ABSTRACT
IMRT has increased the local-regional control and decreased the complications from treating nasopharyngeal cancer (NPC). Therefore studying IMRT is important. CT and MRI are complementary, and their joint use is currently considered to be the optimal modality to delineate the extent of the primary spread of NPC. The key problem in delineation of the neck nodes is how to translate anatomic node regions into the CT boundaries. The consensus guideline which narrowed the gap among different cancer centers is recommended in delineating the boundary of the cervical lymph node regions. The definition of the NPC GTV is clear and almost the same among the main cancer centers in their IMRT planning protocols.
The suggested biological dose to the GTV is close to or more than 80 Gy; the main differences are the definitions of the CTVs and their schemes for the prescribed dose, and also the dosage to the high cervical region is different among those centers.
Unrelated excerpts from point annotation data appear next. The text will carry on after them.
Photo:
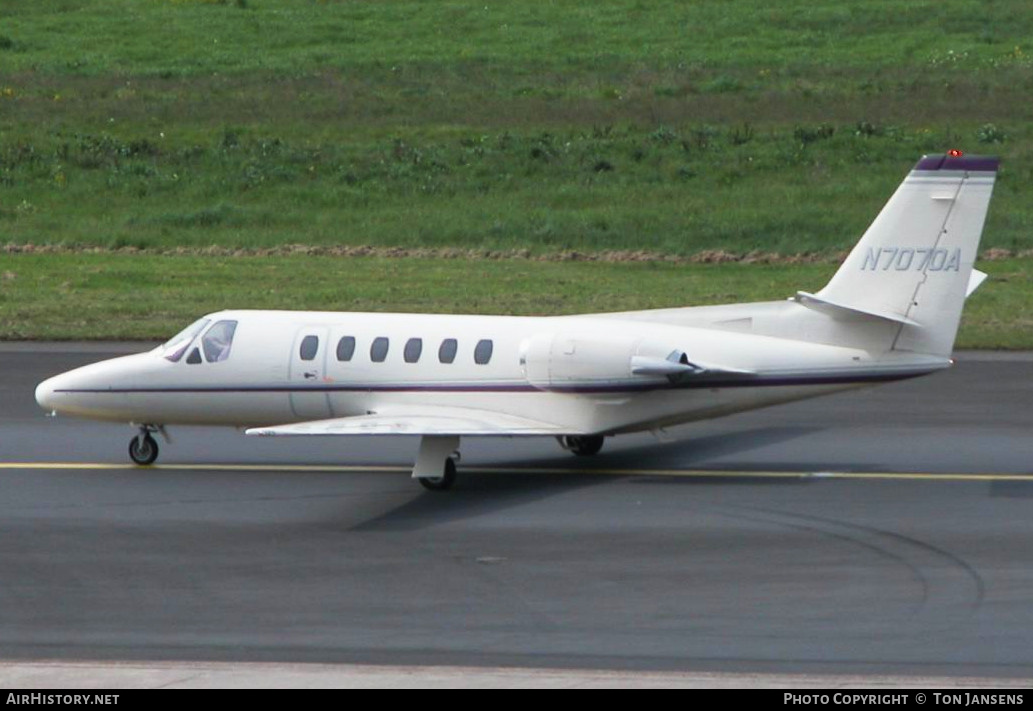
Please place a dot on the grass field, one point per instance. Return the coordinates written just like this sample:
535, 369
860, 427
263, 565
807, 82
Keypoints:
149, 297
541, 127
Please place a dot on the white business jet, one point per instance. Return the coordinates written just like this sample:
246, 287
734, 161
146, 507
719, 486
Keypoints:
890, 312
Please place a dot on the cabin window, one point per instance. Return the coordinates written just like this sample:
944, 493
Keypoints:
178, 344
446, 353
310, 346
413, 347
482, 353
218, 341
346, 348
378, 351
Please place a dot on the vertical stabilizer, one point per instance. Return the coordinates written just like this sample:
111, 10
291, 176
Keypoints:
914, 263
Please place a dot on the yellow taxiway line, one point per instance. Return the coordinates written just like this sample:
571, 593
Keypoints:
686, 473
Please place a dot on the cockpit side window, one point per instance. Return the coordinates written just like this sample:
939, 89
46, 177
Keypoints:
218, 341
178, 344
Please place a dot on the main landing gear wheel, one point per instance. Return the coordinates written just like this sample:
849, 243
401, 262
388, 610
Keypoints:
442, 483
584, 445
143, 449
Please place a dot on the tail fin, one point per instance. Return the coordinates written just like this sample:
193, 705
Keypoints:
914, 264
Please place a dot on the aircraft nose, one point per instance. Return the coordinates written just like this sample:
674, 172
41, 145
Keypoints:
44, 394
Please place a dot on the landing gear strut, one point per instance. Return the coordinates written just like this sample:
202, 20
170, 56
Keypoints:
143, 449
435, 467
583, 445
442, 483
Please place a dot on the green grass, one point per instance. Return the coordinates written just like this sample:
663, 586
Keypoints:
671, 127
151, 297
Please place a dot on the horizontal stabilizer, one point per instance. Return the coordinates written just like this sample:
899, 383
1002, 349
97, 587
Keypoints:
975, 279
832, 308
418, 421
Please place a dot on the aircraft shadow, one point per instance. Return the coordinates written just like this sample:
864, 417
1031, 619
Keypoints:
477, 494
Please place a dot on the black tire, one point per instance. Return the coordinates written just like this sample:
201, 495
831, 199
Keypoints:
584, 445
442, 483
144, 451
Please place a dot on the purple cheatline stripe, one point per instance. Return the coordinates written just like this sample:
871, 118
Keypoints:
963, 162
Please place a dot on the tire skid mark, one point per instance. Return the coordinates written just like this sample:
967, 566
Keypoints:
949, 583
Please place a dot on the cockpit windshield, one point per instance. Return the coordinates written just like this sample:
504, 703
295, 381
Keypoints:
177, 345
218, 340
According to their long-term follow-up results, it is suggested that, besides adding 5~10 mm margins to the primary lesions, the immediate high-risk structures (including the entire nasopharyngeal cavity, retropharyngeal space, clivus, base of the skull, pterygoid plates and muscles, parapharyngeal space, the sphenoid and partial ethmoid sinuses, the posterior third of the maxillary sinuses and the nasal cavity) should also be included with a prescription of more than 60 Gy, and the bilateral Ib, II and Va node levels should be ranked as high-risk regions and differentially prescribed for treatment with no less than 60 Gy.
keywords
According to the large-case reports on the traditional treatment of nasopharyngeal cancer (NPC) with the facial-cervical field as the main irradiation field, the 5-year locoregional controls were 81.7%~85%, and the 5-year overall survival was 59%~75%, but the complications induced by irradiation were relatively high[1-4]. Intensity-modulated radiotherapy (IMRT), which can not only improve the locoregional control, but also reduce the complication rates, is currently deemed as the optimal means to treat NPC. Experience from the University of California at San Francisco (UCSF) indicated that the 4-year local control was 98% with a 4-year survival of 88%. The accumulating complication rates above level III were 11.9%[5]. The Cancer Center of the Sun Yat-Sen University in China recently reported a 3-year locoregional control of 93.2% and a 3-year overall survival of 85.1%[6]. Those results were superior to those treated with the traditional means. However when applying IMRT to the treatment of NPC, the displays of the extension of the primary lesions were not wholly in accordance with each other when using different image modalities; the guidelines to delineate the cervical node image boundaries are diverse, and there are several recommendations that can be used; the definitions of the targets, their respective prescribed dosage and fractionation schemes among the main cancer centers across the world are varied. Each of those issues will be discussed and summarized in this review.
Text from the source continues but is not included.